Back when I built out my 2006 Dodge Sprinter in 2016, residing on the road full-time wasn't a mainstream lifestyle. After all, most people didn't have jobs that could be done remotely.
I wanted to travel and rock climb as much as possible, so I went all over the United States and Canada, bouncing from California to Utah to British Columbia to Yosemite National Park and back. I also met some incredible people.
But it wasn't all glamorous. By the time I moved into a house in Moab, Utah, in 2020, I'd been kicked out of many overnight parking spaces and had more breakdowns than I could count.
Here are the main reasons I gave up full-time van life.
Van life looks laid-back on social media, but I had very little downtime on the road
Because of the everyday tasks required to keep a van up and running, I had significantly less free time when I was on the road than I do now.
My house in Moab has running water, a consistent Wi-Fi connection, a shower, a safe place to sleep, and laundry machines.
These things weren't all guaranteed in my van, at least not on a daily basis. I had to spend time and resources locating and securing them in every single town and campground I pulled into.
Many times, I'd finish a day of climbing only to remember that the local aquatic center or gym where I usually showered had closed for the day. Sweaty and exhausted, I wouldn't be able to properly wash off until the following morning.
After four years, those minor inconveniences piled up and became too exhausting to handle.
I was alone most of the time, and the lifestyle made it difficult to build lasting friendships
Van life made me feel free and untethered, but, more often than not, I was also very lonely.
Whenever I visited a new place, I would often see it through a tourist's lens, which was isolating since I traveled solo and did many of the activities on my own.
When I had the chance to socialize, I loved meeting fascinating new people on the road. However, I felt like I was always introducing myself and building new friendships from scratch.
Days or weeks after introducing myself, I'd say goodbye, drive to a new town, and do it all over again. The cycle was draining.
I was ready to build a consistent community, and I couldn't do that from my van
I'm grateful for my four years on the road. Toward the end of them, I just realized that it was time for a change.

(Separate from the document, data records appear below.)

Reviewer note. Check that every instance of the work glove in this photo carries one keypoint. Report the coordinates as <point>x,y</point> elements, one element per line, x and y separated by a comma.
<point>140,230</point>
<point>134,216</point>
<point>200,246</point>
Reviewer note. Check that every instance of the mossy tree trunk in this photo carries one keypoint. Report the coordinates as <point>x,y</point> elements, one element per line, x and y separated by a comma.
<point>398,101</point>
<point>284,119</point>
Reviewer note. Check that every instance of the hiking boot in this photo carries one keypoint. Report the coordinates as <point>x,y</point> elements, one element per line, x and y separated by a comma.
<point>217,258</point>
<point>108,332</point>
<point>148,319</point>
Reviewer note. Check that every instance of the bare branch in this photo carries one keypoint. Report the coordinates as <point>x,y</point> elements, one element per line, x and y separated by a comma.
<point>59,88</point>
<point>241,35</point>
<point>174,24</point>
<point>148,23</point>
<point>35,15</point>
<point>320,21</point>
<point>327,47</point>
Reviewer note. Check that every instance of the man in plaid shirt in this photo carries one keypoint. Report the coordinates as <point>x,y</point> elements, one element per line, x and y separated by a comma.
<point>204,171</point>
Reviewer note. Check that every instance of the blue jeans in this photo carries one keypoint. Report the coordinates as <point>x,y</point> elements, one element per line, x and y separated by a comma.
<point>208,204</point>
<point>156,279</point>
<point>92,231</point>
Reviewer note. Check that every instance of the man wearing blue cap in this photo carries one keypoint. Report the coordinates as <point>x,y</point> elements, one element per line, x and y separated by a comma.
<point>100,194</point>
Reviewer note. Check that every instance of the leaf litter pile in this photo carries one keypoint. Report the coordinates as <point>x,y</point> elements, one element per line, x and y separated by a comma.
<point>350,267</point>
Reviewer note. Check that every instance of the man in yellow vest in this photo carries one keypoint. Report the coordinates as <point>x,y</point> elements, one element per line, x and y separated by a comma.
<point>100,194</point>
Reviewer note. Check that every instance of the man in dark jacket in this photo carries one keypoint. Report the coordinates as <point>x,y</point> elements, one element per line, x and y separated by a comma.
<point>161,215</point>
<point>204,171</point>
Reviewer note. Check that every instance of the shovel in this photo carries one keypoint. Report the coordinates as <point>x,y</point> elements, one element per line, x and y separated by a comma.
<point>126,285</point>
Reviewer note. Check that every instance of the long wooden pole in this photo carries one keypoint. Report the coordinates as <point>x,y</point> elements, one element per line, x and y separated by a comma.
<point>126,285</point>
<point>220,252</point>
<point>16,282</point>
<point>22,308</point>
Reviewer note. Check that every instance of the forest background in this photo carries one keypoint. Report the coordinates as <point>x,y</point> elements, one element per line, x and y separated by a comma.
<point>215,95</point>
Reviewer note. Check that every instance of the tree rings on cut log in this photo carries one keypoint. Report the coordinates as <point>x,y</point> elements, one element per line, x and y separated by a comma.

I was done searching for a safe place to sleep and scouring for a reliable Wi-Fi connection. I was ready to have a community that would stand by me even when the weather was bad or campsites were closed.
More than anything, I wanted to make friends who have the time to get to know me.
I haven't completely turned my back on the lifestyle. I still spend long periods of time in my van.
Each summer, I drive out of the Moab heat in search of cooler temperatures and enticing rock climbs. But I set out on these small journeys knowing that my house and my community are waiting for me when I return.
One day, I might give full-time van life another try. For now, I'm sticking to shorter trips.